A resolution of these conflicting cases cited above is difficult but not impossible. In shaping a solution to this problem, we choose an intermediate or compromise position. We neither accept completely the proposition in Lopez and McCaffery that a landowner is always competent to testify to the value of his property nor the proposition in Fister that foundation evidence of knowledge of market values in the area is a prerequisite to admissibility of an owner’s testimony. Rather we agree in essence with the position as stated in 5 Nichols, The Law of Eminent Domain §18.4[2] (rev. 3d ed. 1969) that

“o « o j.jje owner of the land taken is generally held to be qualified to express his opinion of its value merely by virtue of his ownership. He is deemed to have sufficient knowledge of the price paid, the rents or other income received, and the possibilities of the land for use, to have a reasonably good idea of what it is worth. The weight of his testimony is for the jury * 0

This rule is not absolute. There is qualifying language in Nichols that “mere ownership does not render a person competent to render an opinion as to value, unless he is in fact familiar with facts which give the property value.” (Nichols §18.4[2].) We interpret this exception to the general rule as being limited to special circumstances where, for example, a person has inherited the property or has no realistic idea of its value. (Johnson, 550 P.2d 216, 220 (dissenting opinion).) The burden, we believe, would be on the party objecting to the landowner’s testimony to show that it has no probative, value and falls within this exception. This can be easily accomplished by utilizing the tool of cross-examination to expose any erroneous basis for valuing the property.

Applying these principles, the trial court committed no error in admitting the landowners’ testimony of fair market value of their respective properties.
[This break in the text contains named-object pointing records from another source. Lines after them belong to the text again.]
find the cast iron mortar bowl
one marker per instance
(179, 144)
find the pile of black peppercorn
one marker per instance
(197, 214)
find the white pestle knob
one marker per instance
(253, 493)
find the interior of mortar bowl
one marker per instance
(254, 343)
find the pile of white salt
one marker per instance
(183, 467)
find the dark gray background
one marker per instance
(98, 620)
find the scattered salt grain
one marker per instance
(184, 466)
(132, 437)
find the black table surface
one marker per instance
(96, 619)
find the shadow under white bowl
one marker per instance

Mr. Harper testified that he considered the growth of other businesses and the price of other properties in the area in arriving at a figure. In addition, he testified that he had knowledge of real estate values in Harrisburg. The fact that Mr. Harper did not buy and sell other property or live in the neighborhood would not preclude him from having an understanding of its property values. No one would dispute that many nonresident businessmen have a profound knowledge of market values in adjoining communities especially when their business is located there. The Department having introduced no further evidence on the subject failed to show that Mr. Harper had no knowledge of the facts which give his property value. Likewise, the testimony of Mr. Martin was proper. Although there was little or no evidence of Mr. Martin’s knowledge of real estate values in Harrisburg, neither was there any evidence introduced showing any lack of such knowledge. The Department had ample opportunity to cross examine Mr. Martin concerning his familiarity with property values, but neglected to explore the subject. Mr. Martin, therefore, is competent to express his opinion of the value of his property by virtue of his ownership in absence of any evidence that he had no realistic idea of its value.

The trial court properly admitted the testimony of defendants Thomas Harper and Gregory Martin. In eminent domain proceedings in which the evidence is conflicting and the jury views the property and fixes the amount of compensation within that range of evidence, the verdict will not be disturbed unless it is clearly in error or the result of passion or prejudice. (Lake County Forest Preserve District v. Continental Illinois National Bank & Trust Co., 35 Ill. App. 3d 942, 343 N.E.2d 6 (2d Dist. 1976).) The jury returned a verdict within the range of the evidence.

The judgment of the Circuit Court of Saline County is therefore affirmed.

Affirmed.

EBERSPACHER, P. J., and JONES, J., concur.